Electronic navigation maps

  • support drivers when travelling within unfamiliar areas
  • need to support several tasks; visual search, location assessment, and complex integrative route planning
  • are used while driving, when drivers should not take more than quick glances at them, it is essential that they do not impair driving safety.
  • will become a necessity in future vehicle configurations, i.e., as vehicles become more semi-autonomous and drivers changre from active operators of the vehicle to passive monitors

The study

  • examined different display formats to better support usability and aesthetic requirements.
  • aimed to validate the results found by Lavie, Oron-Gilad and Meyer (2010).
  • further examine additional design attributes – focusing on:
    • graphic style
    • landmarks and how landmarks affect aesthetic perceptions
    • rural and urban road maps

figure 2

Figure 1. Examples of maps in a ‘Traditional elegant monochromatic’ graphic style, with more (right maps) and less (left maps) information for the rural (upper row) and urban (bottom row) settings.
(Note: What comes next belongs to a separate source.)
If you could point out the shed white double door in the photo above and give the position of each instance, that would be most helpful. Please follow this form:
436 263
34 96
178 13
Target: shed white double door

Experiment 2 further examined maps with non-aesthetic graphic styles to see how that affects usability perception and actual use.

figure 12

Figure 1. Examples of maps. Right: a ‘Realistic green’ graphic style, Left: an illustration of an ‘arbitrary’ color arrangement, i.e., the color coded areas do not correspond with the driver’s route.

To read more, look for:

Talia Lavie and Tal Oron-Gilad, Perception of navigation displays, to appear in Behaviour & Information Technology


This study evaluated aesthetics and usability of in-vehicle electronic navigation maps. Experiment 1 examined map displays that varied in the amount of information presented, abstraction level, graphic/color style, and the existence of landmarks in both urban and rural environments using objective and subjective measures. Twenty participants performed navigation/localization tasks using avrious map configurations while driving a driving simulator and completed usability and aesthetic questionnaires. The minimal detail map produced better performances and higher usability and aesthetic ratings when using maps with no landmarks. Adding information in the form of landmarks was found advantageous compared to additional textual information. Abstractions were most advantageous when combined with minimal amount of detail. Moderate abstractions were sufficient for obtaining the desired benefits when more details were present. The graphic/color style affected subjective perceptions. Overall, high correlations were found for the perceived aesthetics and usability scales, however, low correlations were found between actual usability (i.e., performance) and perceived usability pointing to the importance of using both objective and subjective usability measures. Experiment 2 examined how maps varying in their aesthetic level (aesthetic versus non-aesthetic), different color arrangements, and 2D versus 3D landmarks affect subjective and objective measures. Participants distinguished between usability and aesthetic perceptions and usability perceptions were less affected by aesthetics when the aesthetic level of the maps was low. Color arrangement did not affect the measures examined. Both 2D and 3D landmarks were found to be aesthetic and usable. We conclude this paper with guidelines for designing in-vehicle navigation map displays.